"L'hôpital public se meurt". Quelque 660 médecins hospitaliers menacent de démissionner si le gouvernement "n'ouvre pas de réelles négociations pour desserrer la contrainte imposée à l'hôpital public", dans une tribune publiée dans le Journal du dimanche. "Les médecins hospitaliers ont eu beau sonner l'alarme , la rigueur est devenue austérité, puis l'austérité, pénurie", écrivent les signataires du texte, venus de "toutes spécialités, de tous hôpitaux, de toutes régions" et membres du collectif Inter-hôpitaux qui appelle à la mobilisation mardi prochain.
Les médecins signataires regrettent que "le vrai ministère de la Santé (soit) désormais à Bercy". "Comment forcer le gouvernement à ouvrir un Grenelle de l'hôpital public avec un vrai plan financé répondant aux besoins ?", interrogent-ils.
Le manque évalué à 1,3 milliard d'euros
Ils rappellent la " grève du codage" mise en place dans certains établissements il y a plusieurs mois pour bloquer "la facturation des séjours hospitaliers à la Sécurité sociale". Puis les manifestations du 14 novembre qui ont réunis plusieurs milliers de soignants et personnels hospitaliers dans toute la France. "Las : les mesures gouvernementales se résument pour 2020 à moins de 300 millions supplémentaires, alors que de l'avis général il manque 1,3 milliard d'euros pour répondre à la seule augmentation programmée des charges", poursuivent les signataires.
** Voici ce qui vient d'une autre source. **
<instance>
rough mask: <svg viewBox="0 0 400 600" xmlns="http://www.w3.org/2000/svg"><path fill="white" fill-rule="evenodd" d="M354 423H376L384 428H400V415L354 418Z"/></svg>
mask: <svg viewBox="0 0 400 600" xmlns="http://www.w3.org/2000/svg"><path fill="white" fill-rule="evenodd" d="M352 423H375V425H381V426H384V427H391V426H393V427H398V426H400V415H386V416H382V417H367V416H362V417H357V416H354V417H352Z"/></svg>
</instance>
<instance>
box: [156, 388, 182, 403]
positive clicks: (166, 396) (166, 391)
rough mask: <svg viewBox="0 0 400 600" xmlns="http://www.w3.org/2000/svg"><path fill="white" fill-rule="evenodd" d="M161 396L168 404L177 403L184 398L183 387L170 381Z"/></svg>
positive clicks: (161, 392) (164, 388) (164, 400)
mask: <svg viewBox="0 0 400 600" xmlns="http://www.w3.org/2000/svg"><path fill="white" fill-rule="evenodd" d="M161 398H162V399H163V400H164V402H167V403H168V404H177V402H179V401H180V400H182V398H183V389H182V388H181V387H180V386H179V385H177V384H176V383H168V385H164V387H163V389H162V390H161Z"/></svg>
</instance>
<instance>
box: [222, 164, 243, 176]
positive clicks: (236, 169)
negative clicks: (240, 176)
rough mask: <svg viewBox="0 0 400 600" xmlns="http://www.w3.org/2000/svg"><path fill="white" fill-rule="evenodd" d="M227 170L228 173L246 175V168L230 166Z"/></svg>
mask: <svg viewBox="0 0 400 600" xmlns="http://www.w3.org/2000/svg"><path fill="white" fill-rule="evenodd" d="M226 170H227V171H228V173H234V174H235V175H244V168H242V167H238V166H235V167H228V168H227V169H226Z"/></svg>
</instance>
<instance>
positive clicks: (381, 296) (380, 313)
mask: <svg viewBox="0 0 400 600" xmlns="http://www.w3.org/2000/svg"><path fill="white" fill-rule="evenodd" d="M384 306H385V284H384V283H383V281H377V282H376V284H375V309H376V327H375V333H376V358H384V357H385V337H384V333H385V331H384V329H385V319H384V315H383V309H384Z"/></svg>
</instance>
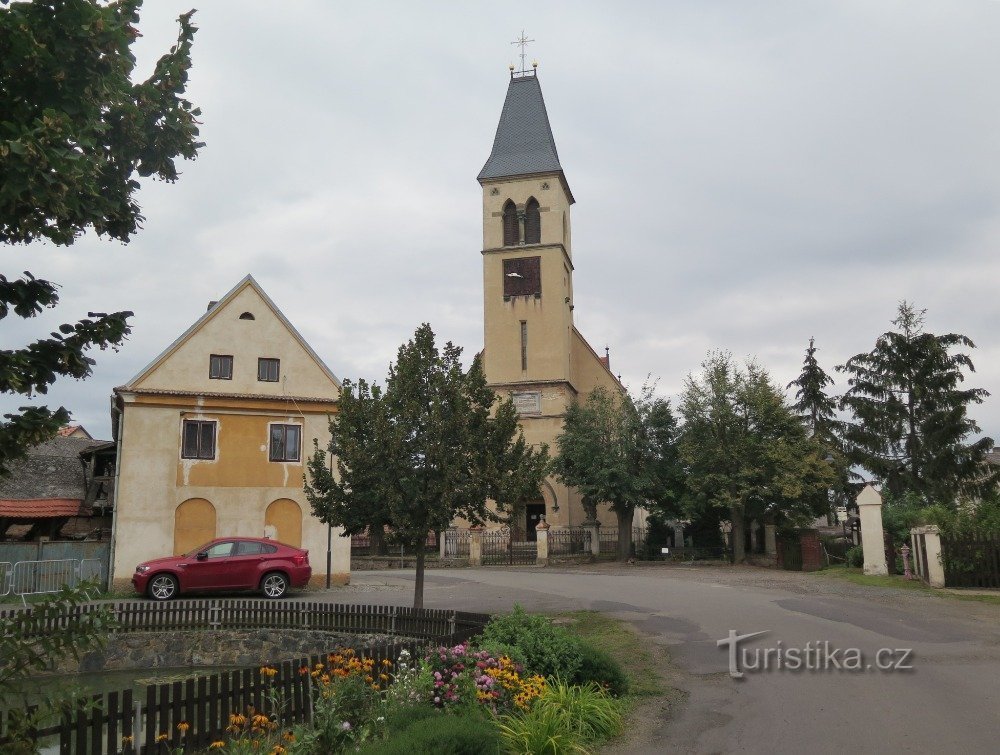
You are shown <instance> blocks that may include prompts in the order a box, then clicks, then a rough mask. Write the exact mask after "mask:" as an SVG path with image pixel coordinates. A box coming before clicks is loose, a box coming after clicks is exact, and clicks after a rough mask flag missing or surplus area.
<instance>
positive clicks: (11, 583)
mask: <svg viewBox="0 0 1000 755" xmlns="http://www.w3.org/2000/svg"><path fill="white" fill-rule="evenodd" d="M13 586H14V565H13V564H12V563H10V561H0V598H2V597H3V596H4V595H10V591H11V589H12V588H13Z"/></svg>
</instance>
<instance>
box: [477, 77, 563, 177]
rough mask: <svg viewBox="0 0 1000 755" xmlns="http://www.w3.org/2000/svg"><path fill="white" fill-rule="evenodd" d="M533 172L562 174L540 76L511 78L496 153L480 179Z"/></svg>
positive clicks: (489, 160)
mask: <svg viewBox="0 0 1000 755" xmlns="http://www.w3.org/2000/svg"><path fill="white" fill-rule="evenodd" d="M532 173H562V166H561V165H560V164H559V153H558V152H556V142H555V139H553V138H552V128H551V126H549V115H548V112H547V111H546V110H545V99H544V98H543V97H542V88H541V86H540V85H539V83H538V77H537V76H519V77H512V78H511V80H510V84H509V85H508V87H507V99H506V100H504V103H503V111H502V112H501V113H500V123H499V125H498V126H497V134H496V138H494V140H493V151H492V152H491V153H490V158H489V160H487V161H486V165H484V166H483V169H482V170H481V171H479V176H478V179H479V180H480V181H483V180H486V179H491V178H508V177H511V176H523V175H530V174H532Z"/></svg>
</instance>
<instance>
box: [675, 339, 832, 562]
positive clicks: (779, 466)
mask: <svg viewBox="0 0 1000 755" xmlns="http://www.w3.org/2000/svg"><path fill="white" fill-rule="evenodd" d="M680 412H681V416H682V417H683V418H684V429H683V432H682V434H681V439H680V444H679V447H680V456H681V459H682V460H683V462H684V465H685V468H686V470H687V495H686V498H685V503H686V506H687V507H688V509H689V511H690V512H691V513H692V514H693V515H697V514H698V512H699V511H700V510H703V509H705V508H709V507H711V508H717V509H721V510H723V511H726V512H728V513H729V515H730V520H731V522H732V528H733V530H732V532H733V534H732V538H733V548H734V556H735V558H736V560H737V561H741V560H743V558H744V541H743V538H744V532H745V525H746V523H747V522H748V521H749V520H750V519H752V518H759V517H763V516H765V515H772V516H775V517H776V518H777V517H778V516H779V515H780V516H782V517H783V518H784V520H785V521H786V522H788V523H794V522H795V521H796V520H798V519H800V518H803V517H807V516H814V515H815V514H816V513H822V512H821V511H820V512H817V511H815V509H814V505H815V501H816V500H817V496H816V494H817V493H819V492H821V491H823V490H825V489H826V488H827V487H828V486H829V485H830V484H831V482H832V481H833V479H834V475H833V471H832V469H831V466H830V464H829V463H827V462H826V461H825V460H824V451H823V448H822V446H821V445H819V443H817V442H816V441H815V440H814V439H812V438H811V437H809V435H808V433H807V432H806V428H805V425H804V423H803V422H802V420H801V419H800V418H799V417H798V416H797V415H796V414H795V412H794V411H793V410H792V408H791V407H789V406H788V405H787V403H786V402H785V398H784V396H783V395H782V393H781V391H780V390H779V389H778V388H777V387H776V386H775V385H774V383H773V382H772V380H771V378H770V376H769V375H768V373H767V371H766V370H765V369H764V368H763V367H761V366H760V365H759V364H757V363H756V362H752V361H751V362H749V363H748V364H747V365H746V367H745V368H744V369H741V368H740V367H739V366H738V365H736V364H735V363H734V362H733V360H732V357H731V356H730V355H729V354H727V353H723V352H713V353H711V354H709V356H708V358H707V359H706V360H705V361H704V362H703V363H702V373H701V375H698V376H695V375H689V376H688V378H687V380H686V381H685V384H684V393H683V395H682V399H681V407H680Z"/></svg>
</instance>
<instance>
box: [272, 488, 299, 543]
mask: <svg viewBox="0 0 1000 755" xmlns="http://www.w3.org/2000/svg"><path fill="white" fill-rule="evenodd" d="M264 526H265V527H273V528H274V532H275V536H274V539H275V540H277V541H278V542H279V543H284V544H285V545H292V546H295V547H296V548H301V547H302V509H301V508H299V504H297V503H296V502H295V501H293V500H291V499H288V498H279V499H278V500H276V501H274V502H272V503H271V505H270V506H268V507H267V511H266V512H264Z"/></svg>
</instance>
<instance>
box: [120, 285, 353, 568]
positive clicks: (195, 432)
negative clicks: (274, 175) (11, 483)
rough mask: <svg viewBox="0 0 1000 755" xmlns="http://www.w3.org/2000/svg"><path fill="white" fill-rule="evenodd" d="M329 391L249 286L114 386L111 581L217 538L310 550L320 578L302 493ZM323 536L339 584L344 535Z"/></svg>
mask: <svg viewBox="0 0 1000 755" xmlns="http://www.w3.org/2000/svg"><path fill="white" fill-rule="evenodd" d="M339 396H340V381H339V380H338V379H337V377H336V376H335V375H334V374H333V372H331V371H330V369H329V368H328V367H327V366H326V365H325V364H324V363H323V361H322V360H321V359H320V358H319V357H318V356H317V355H316V353H315V352H314V351H313V350H312V348H310V346H309V345H308V344H307V343H306V342H305V340H304V339H303V338H302V336H301V335H300V334H299V333H298V331H296V329H295V328H294V327H293V326H292V324H291V323H290V322H289V321H288V320H287V318H286V317H285V316H284V314H282V312H281V310H279V309H278V307H277V306H276V305H275V304H274V302H273V301H272V300H271V299H270V298H269V297H268V296H267V294H266V293H265V292H264V291H263V289H261V287H260V286H259V285H258V284H257V282H256V281H255V280H254V279H253V278H252V277H251V276H247V277H246V278H244V279H243V280H242V281H240V283H238V284H237V285H236V286H235V287H234V288H233V289H232V290H231V291H229V292H228V293H227V294H226V295H225V296H224V297H223V298H222V299H221V300H219V301H218V302H212V303H211V304H210V305H209V308H208V311H206V312H205V314H204V315H203V316H202V317H200V318H199V319H198V320H197V321H196V322H195V323H194V324H193V325H192V326H191V327H190V328H188V330H187V331H185V332H184V333H183V334H182V335H181V336H180V337H179V338H178V339H177V340H176V341H174V343H172V344H171V345H170V346H169V347H167V349H166V350H165V351H164V352H163V353H162V354H160V355H159V356H158V357H156V359H154V360H153V361H152V362H151V363H150V364H149V365H148V366H147V367H145V368H144V369H143V370H142V371H141V372H140V373H139V374H137V375H136V376H135V377H134V378H132V379H131V380H130V381H128V382H127V383H126V384H125V385H122V386H119V387H118V388H115V391H114V396H113V398H112V406H113V409H112V417H113V423H112V427H113V430H114V434H115V439H116V441H117V442H118V449H119V451H118V453H119V460H118V464H117V469H118V479H117V485H116V510H115V519H114V523H113V529H114V534H113V543H114V546H113V553H112V558H111V561H112V581H113V584H115V585H116V586H119V587H124V586H127V585H128V584H129V581H130V579H131V576H132V572H133V570H134V569H135V566H136V565H137V564H138V563H140V562H142V561H146V560H148V559H150V558H155V557H159V556H168V555H179V554H181V553H185V552H189V551H191V550H192V549H194V548H197V547H198V546H200V545H203V544H204V543H206V542H208V541H209V540H211V539H212V538H215V537H237V536H249V537H269V538H271V539H274V540H277V541H279V542H283V543H287V544H289V545H293V546H296V547H301V548H306V549H308V550H309V555H310V563H311V564H312V567H313V580H314V581H317V582H319V581H325V578H326V552H327V538H328V532H327V526H326V525H325V524H323V523H321V522H320V521H319V520H317V519H316V518H315V517H313V516H312V515H311V511H310V507H309V504H308V501H307V500H306V498H305V494H304V492H303V483H302V481H303V473H304V471H305V461H306V458H307V456H308V454H309V452H310V450H311V448H312V439H313V438H316V439H318V442H319V443H320V445H321V447H324V448H325V447H326V445H327V443H328V442H329V438H330V433H329V422H328V419H329V416H330V415H331V414H333V413H334V412H335V411H336V409H337V400H338V399H339ZM340 532H341V530H340V529H339V528H334V529H333V531H332V533H331V534H332V538H331V542H332V557H331V569H330V571H331V582H332V583H334V584H345V583H347V582H348V581H349V578H350V539H349V538H344V537H339V534H340Z"/></svg>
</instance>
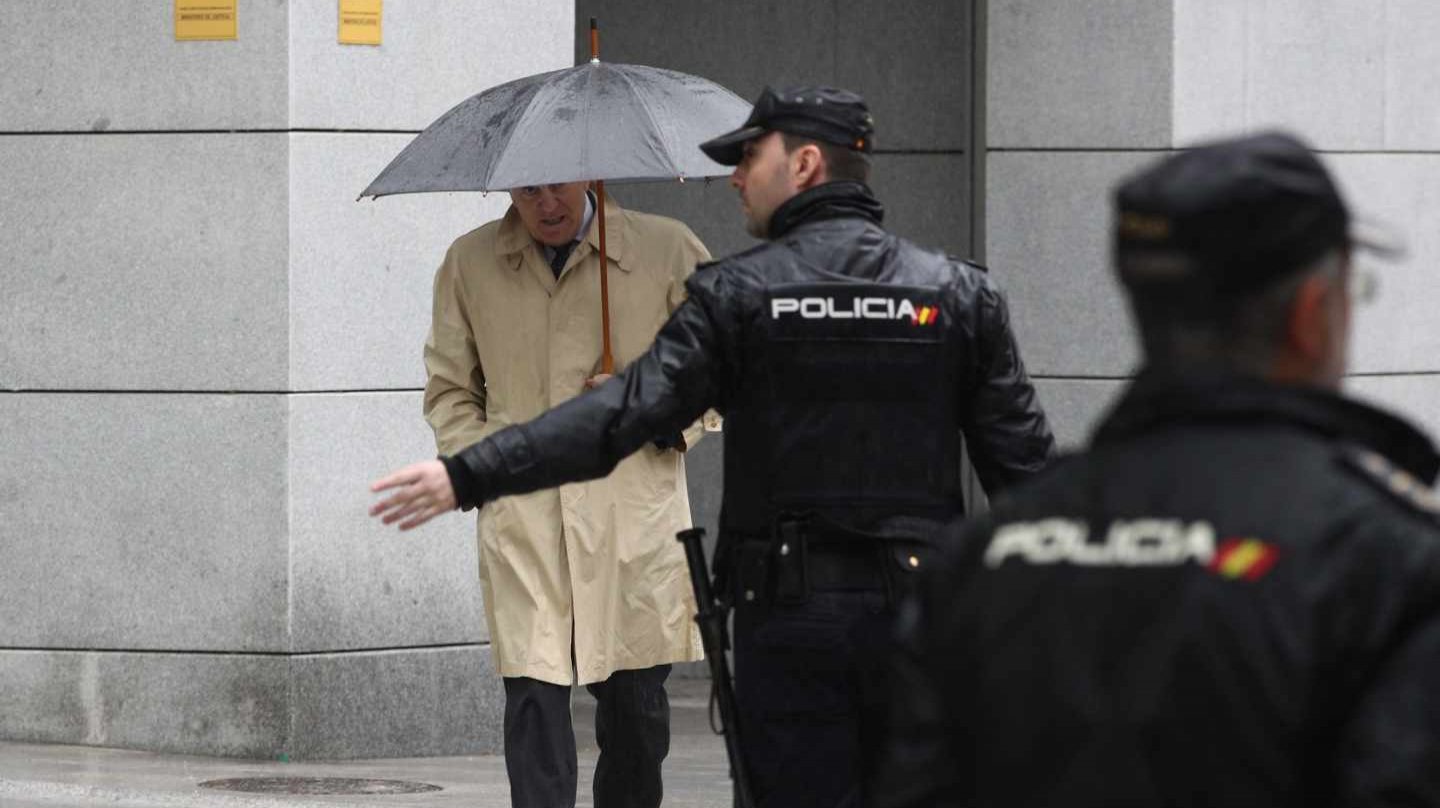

Ils promettent qu'à 1.000 signataires, ils adresseront leur "lettre à la ministre pour lui enjoindre d'ouvrir les négociations avec le collectif Inter-hôpitaux... ou de (les) rejoindre". Après neuf mois de crise à l'hôpital public, médecins, soignants ou encore internes sont de nouveau appelés à se mobiliser partout en France mardi, par des collectifs Inter-Hôpitaux et Inter-Urgences rejoints par des organisations de praticiens et les syndicats CGT, FO, CFDT, CFTC, CFE-CGC, SUD, Unsa.